5.1 Bestemmingsomschrijving
De voor ‘Maatschappelijk’ aangewezen gronden zijn bestemd voor:
-
educatieve, medische, sociale, culturele en religieuze voorzieningen, met de daarbij behorende bouwwerken en overige voorzieningen;
-
groenvoorzieningen, met dien verstande dat ter plaatse van de aanduiding “groen” ten minste 75% van de oppervlakte is gericht op de realisatie en behoud van opgaande beplanting;
-
nutsvoorzieningen;
-
water en waterhuishoudkundige voorzieningen,
en tevens voor:
-
een begraafplaats, uitsluitend op gronden ter plaatse van de aanduiding “begraafplaats”.
5.2 Bouwregels
-
Ten aanzien van gebouwen gelden de volgende regels:
1. de gebouwen dienen binnen het bouwvlak te worden gebouwd;
2. de goothoogte bedraagt ten hoogste de bestaande hoogte voor zover het het bestaande bouwwerk betreft;
3. de bouwhoogte bedraagt ten hoogste de bestaande hoogte voor zover het het bestaande bouwwerk betreft;
4. de dakhelling bedraagt ten minste het bestaande aantal graden.
-
Ten aanzien van de bouwwerken, geen gebouwen zijnde, geldt dat er geen bouwwerken, geen gebouwen zijnde mogen worden gebouwd, met uitzondering van:
1. palen en masten tot een maximale hoogte van 8 m;
2. walbeschoeiingen tot een maximale hoogte van 0,50 meter boven het ter plaatse geldende streefpeil en uitsluitend bij bouwpercelen aan het water.

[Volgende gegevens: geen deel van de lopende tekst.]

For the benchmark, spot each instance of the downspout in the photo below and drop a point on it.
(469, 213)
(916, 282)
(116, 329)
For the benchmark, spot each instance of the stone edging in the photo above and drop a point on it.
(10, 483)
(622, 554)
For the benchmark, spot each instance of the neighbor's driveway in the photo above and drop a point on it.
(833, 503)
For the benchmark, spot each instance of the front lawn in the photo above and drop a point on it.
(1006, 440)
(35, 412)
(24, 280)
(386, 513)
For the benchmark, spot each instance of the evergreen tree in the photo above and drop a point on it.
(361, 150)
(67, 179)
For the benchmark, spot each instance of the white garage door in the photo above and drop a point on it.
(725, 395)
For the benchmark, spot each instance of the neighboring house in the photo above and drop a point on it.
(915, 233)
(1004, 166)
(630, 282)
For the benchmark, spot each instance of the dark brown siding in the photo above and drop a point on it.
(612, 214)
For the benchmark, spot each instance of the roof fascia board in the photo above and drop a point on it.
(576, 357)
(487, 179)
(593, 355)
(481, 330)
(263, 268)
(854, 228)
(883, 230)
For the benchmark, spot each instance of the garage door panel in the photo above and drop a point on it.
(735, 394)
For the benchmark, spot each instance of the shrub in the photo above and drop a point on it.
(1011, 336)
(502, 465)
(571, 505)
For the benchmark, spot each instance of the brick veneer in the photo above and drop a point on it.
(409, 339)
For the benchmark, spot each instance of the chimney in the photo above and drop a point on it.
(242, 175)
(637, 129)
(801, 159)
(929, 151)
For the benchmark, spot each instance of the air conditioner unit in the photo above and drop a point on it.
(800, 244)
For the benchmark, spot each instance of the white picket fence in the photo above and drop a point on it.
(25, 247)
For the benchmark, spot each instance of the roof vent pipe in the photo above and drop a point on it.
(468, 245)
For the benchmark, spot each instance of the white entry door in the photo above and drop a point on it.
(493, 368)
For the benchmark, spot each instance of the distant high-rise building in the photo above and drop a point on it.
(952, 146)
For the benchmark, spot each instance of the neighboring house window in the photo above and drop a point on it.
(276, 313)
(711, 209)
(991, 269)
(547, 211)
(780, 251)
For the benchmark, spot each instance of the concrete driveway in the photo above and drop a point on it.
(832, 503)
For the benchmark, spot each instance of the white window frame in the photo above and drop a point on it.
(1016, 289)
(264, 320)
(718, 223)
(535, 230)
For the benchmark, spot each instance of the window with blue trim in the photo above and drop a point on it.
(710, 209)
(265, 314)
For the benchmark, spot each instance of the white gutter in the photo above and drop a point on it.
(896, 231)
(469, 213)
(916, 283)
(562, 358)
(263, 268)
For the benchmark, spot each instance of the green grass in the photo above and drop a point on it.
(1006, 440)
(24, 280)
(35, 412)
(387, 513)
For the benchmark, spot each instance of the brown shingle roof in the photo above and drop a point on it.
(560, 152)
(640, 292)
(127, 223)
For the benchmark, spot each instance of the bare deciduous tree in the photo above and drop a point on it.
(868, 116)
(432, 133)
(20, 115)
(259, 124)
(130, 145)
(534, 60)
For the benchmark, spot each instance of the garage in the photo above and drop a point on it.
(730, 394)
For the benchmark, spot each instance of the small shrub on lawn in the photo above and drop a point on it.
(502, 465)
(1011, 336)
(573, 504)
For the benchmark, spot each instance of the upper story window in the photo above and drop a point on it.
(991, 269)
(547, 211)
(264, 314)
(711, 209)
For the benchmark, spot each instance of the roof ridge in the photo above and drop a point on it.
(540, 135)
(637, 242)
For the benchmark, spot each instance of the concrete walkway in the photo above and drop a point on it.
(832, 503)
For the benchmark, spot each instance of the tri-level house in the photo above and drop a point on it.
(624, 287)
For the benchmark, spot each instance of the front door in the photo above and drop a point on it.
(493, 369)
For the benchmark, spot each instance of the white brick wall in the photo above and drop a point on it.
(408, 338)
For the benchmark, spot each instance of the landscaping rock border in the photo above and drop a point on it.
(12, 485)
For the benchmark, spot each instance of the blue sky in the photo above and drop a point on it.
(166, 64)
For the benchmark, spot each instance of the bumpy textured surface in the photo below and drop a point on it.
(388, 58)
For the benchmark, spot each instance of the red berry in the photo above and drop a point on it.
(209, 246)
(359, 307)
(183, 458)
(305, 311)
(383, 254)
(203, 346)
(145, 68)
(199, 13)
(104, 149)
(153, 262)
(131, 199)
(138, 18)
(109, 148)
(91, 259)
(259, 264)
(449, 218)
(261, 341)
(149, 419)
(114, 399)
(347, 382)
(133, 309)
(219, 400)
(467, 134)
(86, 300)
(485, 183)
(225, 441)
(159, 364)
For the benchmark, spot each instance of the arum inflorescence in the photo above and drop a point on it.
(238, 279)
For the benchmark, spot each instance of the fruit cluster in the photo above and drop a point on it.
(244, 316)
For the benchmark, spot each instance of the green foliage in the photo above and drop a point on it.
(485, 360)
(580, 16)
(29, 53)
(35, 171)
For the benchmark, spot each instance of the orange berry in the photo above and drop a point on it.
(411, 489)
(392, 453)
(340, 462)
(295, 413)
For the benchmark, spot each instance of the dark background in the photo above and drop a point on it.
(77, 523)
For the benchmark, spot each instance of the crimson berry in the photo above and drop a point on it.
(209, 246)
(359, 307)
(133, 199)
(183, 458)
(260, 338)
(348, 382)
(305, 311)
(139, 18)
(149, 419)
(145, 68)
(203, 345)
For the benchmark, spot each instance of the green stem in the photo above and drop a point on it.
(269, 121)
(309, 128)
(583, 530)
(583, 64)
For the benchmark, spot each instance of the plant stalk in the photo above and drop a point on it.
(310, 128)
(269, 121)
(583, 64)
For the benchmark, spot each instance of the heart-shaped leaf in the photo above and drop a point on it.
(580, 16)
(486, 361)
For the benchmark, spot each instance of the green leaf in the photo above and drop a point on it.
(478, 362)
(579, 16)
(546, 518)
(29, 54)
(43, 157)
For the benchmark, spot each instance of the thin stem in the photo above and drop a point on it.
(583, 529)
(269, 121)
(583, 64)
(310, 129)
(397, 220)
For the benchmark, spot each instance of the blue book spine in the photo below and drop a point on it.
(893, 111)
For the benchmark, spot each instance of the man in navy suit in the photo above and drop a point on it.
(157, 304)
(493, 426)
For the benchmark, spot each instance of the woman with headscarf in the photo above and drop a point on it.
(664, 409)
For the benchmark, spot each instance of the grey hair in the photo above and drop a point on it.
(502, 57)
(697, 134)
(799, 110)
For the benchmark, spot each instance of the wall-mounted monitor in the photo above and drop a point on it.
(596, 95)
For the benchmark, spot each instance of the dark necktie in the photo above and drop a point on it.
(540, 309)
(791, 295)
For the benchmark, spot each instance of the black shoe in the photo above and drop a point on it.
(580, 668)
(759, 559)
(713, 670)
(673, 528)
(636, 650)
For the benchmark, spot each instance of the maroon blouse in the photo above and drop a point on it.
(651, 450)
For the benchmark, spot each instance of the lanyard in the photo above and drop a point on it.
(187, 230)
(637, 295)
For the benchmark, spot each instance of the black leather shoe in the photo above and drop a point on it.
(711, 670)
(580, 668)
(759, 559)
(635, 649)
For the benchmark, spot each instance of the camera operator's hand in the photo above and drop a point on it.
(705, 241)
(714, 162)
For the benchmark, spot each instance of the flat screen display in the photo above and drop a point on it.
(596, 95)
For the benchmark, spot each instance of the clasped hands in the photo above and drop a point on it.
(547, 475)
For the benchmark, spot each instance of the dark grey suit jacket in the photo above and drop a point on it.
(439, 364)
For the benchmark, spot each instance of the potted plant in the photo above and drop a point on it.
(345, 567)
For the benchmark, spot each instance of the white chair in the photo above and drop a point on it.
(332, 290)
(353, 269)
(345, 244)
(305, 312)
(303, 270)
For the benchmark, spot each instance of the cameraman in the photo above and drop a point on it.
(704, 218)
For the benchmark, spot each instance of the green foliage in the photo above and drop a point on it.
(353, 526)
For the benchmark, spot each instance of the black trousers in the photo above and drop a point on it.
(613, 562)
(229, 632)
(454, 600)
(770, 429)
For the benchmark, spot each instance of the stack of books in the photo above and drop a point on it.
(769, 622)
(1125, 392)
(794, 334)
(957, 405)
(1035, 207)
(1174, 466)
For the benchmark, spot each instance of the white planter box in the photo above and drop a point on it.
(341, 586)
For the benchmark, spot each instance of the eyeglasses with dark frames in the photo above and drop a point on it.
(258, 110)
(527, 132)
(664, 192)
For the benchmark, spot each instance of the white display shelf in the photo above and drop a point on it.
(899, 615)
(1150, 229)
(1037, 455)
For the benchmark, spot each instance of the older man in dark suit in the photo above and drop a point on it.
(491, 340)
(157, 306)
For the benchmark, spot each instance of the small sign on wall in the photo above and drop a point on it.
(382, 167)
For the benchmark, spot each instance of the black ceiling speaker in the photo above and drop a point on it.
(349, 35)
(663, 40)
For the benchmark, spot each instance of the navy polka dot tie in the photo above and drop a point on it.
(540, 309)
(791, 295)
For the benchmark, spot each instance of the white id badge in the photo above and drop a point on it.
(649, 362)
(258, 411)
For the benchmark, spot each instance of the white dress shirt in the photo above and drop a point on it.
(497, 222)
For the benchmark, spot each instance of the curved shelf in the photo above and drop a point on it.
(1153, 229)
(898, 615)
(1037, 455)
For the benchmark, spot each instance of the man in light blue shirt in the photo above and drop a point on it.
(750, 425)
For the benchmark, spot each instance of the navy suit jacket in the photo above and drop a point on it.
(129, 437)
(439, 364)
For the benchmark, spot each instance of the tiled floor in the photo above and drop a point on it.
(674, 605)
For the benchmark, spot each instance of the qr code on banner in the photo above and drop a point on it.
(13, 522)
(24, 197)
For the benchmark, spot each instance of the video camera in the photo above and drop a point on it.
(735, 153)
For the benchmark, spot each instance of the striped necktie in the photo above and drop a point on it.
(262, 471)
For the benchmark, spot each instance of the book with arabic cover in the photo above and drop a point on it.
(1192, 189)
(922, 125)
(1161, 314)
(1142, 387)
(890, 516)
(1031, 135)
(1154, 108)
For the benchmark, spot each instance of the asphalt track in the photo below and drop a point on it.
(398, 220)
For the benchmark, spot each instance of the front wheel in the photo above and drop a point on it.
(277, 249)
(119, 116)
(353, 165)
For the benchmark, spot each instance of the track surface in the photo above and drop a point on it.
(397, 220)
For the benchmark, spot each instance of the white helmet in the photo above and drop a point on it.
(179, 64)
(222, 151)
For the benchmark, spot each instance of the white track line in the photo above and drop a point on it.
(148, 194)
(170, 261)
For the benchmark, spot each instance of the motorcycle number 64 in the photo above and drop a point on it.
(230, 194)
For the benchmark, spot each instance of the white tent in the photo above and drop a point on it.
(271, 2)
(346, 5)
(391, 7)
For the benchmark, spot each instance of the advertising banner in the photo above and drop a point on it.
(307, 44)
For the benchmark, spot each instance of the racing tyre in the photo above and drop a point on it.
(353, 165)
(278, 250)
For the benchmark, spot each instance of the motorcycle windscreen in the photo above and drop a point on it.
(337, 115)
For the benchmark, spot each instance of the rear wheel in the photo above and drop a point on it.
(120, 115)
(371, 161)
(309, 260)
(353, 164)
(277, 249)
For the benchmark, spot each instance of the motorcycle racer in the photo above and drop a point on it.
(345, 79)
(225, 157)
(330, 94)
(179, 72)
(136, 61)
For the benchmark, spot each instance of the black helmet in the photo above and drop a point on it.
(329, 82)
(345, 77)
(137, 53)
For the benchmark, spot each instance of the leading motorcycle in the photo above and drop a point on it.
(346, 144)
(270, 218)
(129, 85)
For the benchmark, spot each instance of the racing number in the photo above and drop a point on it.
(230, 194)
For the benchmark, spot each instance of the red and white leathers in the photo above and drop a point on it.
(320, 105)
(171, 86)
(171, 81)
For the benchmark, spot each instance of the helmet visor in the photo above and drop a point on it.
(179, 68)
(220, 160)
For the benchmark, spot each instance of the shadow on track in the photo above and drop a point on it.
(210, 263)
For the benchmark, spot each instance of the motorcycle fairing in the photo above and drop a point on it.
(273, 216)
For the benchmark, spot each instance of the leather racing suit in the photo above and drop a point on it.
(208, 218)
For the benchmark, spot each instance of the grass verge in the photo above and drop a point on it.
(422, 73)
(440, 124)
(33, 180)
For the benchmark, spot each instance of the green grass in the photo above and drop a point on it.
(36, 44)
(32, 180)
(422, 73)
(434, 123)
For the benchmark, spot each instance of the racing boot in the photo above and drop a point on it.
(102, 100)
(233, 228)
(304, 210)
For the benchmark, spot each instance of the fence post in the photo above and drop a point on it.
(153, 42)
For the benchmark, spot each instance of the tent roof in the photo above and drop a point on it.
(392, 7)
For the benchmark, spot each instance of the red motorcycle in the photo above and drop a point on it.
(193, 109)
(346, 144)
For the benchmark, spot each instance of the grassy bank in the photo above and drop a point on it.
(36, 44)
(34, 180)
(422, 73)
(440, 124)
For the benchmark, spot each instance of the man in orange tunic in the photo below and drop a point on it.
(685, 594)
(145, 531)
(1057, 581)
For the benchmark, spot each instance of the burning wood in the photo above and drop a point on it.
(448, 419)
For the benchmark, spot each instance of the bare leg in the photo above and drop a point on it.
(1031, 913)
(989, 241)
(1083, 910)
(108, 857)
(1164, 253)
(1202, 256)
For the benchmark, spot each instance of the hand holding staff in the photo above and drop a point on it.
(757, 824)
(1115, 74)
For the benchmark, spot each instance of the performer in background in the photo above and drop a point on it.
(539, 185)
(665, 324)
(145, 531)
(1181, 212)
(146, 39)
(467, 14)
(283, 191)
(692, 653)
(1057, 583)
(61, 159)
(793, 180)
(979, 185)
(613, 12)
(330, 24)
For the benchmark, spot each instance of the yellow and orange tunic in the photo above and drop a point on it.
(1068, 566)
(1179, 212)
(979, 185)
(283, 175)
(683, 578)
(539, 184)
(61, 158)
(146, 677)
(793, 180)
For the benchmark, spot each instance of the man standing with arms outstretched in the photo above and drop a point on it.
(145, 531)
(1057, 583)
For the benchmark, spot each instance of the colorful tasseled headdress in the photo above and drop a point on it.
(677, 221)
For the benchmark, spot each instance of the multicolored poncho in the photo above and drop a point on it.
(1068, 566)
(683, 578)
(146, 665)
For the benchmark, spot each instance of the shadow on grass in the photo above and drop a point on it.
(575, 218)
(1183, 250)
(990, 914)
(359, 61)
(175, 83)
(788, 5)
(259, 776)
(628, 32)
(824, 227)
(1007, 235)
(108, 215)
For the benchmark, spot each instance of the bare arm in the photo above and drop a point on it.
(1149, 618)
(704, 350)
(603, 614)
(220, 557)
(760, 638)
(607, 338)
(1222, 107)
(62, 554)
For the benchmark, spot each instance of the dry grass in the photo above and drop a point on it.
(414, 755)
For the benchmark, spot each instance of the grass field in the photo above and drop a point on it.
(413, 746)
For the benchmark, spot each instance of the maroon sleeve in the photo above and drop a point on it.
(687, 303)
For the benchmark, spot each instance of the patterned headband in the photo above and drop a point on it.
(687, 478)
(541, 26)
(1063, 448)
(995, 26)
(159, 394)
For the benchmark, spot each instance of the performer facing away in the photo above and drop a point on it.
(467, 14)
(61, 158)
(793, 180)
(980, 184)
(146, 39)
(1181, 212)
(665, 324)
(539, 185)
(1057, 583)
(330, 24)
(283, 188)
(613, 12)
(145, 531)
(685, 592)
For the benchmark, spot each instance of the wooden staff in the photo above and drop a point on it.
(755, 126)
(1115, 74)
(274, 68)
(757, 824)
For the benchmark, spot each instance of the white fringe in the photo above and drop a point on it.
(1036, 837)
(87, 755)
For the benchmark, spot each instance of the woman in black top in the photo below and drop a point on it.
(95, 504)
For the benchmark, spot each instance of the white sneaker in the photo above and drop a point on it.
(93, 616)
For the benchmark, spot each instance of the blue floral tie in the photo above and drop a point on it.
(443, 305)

5.3 Omgevingsvergunning voor het slopen van een bouwwerk
-
Het is verboden zonder of in afwijking van een omgevingsvergunning voor het slopen van een bouwwerk de bouwwerken ter plaatse van de aanduiding “karakteristiek” geheel of gedeeltelijk te slopen.
-
Een vergunning als bedoeld in lid 5.3, sub a, wordt slechts verleend indien:
1. geen onevenredige schade aan de stedenbouwkundige en cultuurhistorische waarde van het gebouw optreedt, die wordt gevormd door:
- de situering van de bebouwing;
- de schaal van de bebouwing;
- de vorm en richting van de kap(pen);
- de geleding van de bebouwing; of
2. sprake is van groot maatschappelijk belang en er redelijkerwijs geen alternatieven zijn voor de voorgestelde ingreep; of
3. op basis van technische en economische overwegingen instandhouding van het bouwwerk redelijkerwijs niet verlangd kan worden.
Indien Burgemeester en Wethouders voornemens zijn om de vergunning te verlenen op basis van het gestelde in lid 5.3, sub b, onder 1, wordt de gemeentelijke monumentencommissie om advies gevraagd.
-
Het verbod als bedoeld in lid 5.3, sub a, is niet van toepassing op:
1. werkzaamheden die:
- reeds in uitvoering zijn ten tijde van het van kracht worden van het plan;
- het normale onderhoud betreffen;
- mogen worden uitgevoerd krachtens een reeds verleende omgevingsvergunning voor het bouwen en/of slopen van een bouwwerk;
2. gebouwen die ten gevolge van een calamiteit verloren zijn gegaan.